Birck looks at the printout with a vaguely uninterested expression.
‘It was also used by five others, including Patrik Sköld.’ Birck puts down the paper. ‘That’s what I’ve got. A car that probably was parked up all day. Hardly a breakthrough. In fact, it isn’t even weird, at all — it simply wasn’t used. What have you got?’
‘A person we should go and talk to straightaway,’ I say. ‘If she wants to.’
She doesn’t. When we arrive at the apartment block in Hagsätra and ring the bell, Lisa Vargas opens the door with a child — a girl of two or three — in her arms.

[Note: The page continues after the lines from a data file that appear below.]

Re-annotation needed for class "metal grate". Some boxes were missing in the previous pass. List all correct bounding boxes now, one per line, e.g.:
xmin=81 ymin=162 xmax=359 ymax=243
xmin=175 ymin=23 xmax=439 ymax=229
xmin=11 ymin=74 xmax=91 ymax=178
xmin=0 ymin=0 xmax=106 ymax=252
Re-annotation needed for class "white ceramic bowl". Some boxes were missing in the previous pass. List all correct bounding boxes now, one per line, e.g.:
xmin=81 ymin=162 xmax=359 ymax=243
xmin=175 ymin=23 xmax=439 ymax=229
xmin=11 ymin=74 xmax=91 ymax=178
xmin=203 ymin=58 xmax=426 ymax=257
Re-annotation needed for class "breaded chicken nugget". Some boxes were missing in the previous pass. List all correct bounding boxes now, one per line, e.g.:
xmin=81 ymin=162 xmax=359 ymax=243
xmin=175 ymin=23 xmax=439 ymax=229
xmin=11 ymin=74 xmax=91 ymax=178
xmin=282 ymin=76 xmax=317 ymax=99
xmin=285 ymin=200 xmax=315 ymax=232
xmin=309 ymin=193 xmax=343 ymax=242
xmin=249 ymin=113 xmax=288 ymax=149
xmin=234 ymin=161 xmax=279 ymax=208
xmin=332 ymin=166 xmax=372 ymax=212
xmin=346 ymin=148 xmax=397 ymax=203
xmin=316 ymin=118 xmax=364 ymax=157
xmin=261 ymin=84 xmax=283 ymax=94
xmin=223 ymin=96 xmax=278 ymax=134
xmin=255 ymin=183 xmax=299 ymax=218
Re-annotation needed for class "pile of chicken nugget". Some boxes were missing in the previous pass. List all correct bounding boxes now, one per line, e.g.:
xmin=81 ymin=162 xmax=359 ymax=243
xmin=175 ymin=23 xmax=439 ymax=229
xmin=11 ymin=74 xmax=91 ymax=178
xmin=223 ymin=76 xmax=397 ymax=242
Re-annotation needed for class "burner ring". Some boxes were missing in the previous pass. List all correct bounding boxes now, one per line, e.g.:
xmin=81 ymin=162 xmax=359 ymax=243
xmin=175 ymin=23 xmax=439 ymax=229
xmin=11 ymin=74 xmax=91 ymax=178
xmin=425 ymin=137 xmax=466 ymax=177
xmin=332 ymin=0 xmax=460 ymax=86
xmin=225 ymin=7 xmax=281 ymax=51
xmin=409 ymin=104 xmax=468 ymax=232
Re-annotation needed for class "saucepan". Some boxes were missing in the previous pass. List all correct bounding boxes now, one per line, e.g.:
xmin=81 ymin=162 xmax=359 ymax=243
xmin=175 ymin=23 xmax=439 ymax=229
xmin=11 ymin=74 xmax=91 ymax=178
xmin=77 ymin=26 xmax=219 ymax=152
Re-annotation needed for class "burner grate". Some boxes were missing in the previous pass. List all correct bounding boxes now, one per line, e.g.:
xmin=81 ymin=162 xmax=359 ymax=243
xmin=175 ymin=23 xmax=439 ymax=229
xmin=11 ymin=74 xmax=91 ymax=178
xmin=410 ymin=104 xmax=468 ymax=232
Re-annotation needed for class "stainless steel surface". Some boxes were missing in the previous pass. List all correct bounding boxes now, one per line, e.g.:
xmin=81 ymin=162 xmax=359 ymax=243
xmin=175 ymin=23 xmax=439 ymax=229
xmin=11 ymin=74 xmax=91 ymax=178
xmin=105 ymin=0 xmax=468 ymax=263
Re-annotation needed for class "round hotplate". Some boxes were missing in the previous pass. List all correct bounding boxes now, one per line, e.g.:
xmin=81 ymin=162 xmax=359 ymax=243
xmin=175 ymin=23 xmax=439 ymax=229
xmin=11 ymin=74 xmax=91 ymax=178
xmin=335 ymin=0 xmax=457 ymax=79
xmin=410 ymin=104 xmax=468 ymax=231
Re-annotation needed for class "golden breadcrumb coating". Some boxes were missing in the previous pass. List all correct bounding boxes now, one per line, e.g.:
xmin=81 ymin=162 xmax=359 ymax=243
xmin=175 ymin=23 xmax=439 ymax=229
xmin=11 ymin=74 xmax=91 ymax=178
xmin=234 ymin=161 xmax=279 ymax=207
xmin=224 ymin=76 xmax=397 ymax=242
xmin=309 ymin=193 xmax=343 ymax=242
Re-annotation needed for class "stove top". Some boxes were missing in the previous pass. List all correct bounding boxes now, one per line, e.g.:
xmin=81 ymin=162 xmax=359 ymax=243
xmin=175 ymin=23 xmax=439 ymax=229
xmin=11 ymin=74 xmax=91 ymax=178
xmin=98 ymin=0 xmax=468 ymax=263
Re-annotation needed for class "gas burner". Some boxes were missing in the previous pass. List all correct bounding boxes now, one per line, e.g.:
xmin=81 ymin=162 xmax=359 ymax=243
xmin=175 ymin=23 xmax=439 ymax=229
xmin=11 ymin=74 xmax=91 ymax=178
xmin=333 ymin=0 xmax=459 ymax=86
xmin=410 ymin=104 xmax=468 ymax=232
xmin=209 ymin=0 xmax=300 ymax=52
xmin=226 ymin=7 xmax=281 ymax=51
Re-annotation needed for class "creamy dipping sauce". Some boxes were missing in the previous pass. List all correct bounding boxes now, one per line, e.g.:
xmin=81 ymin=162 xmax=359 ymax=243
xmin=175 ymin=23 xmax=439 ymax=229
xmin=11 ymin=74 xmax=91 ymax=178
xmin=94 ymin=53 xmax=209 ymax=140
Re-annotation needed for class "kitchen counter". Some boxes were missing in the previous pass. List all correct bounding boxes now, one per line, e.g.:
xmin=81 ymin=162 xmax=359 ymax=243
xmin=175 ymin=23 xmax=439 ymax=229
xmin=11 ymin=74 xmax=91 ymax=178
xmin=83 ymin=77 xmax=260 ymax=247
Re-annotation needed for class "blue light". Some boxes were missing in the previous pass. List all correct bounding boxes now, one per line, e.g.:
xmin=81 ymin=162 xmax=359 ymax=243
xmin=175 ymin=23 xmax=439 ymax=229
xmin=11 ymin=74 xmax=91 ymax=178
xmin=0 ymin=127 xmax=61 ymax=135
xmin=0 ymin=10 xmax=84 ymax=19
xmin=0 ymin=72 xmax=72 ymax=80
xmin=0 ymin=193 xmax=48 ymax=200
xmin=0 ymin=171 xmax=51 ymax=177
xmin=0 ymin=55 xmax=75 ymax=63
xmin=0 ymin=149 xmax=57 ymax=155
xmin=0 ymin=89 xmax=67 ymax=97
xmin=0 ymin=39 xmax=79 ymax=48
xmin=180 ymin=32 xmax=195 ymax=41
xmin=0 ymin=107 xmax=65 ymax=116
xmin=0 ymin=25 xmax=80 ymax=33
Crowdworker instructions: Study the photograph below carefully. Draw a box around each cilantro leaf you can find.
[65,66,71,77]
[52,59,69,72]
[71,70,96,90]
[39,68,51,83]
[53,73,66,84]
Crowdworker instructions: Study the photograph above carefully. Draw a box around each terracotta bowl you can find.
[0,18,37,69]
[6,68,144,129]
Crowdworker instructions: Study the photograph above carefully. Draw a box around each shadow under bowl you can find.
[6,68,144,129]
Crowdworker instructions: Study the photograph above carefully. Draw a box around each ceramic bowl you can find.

‘I’ve got nothing to say to you.’ She goes to close the door, and we make no attempt to prevent her, we’re not that daft, but then halfway through closing it she stops. ‘I’ve quit. I’m clean. I keep out of trouble. I’m married to an economist. I’ve even got fucking kids. What is this about?’
Birck smiles at the child, an unusual occurrence.
‘What’s your name?’
The girl doesn’t respond. She has her mother’s mouth and cheekbones, but her eyes come from someone else. She pushes her face into her mother’s shoulder. Birck stops smiling and turns to Lisa.
‘We need your help.’
‘What’s this about?’ she repeats.
‘Angelica Reyes.’
Something happens to the woman’s face. She looks determined.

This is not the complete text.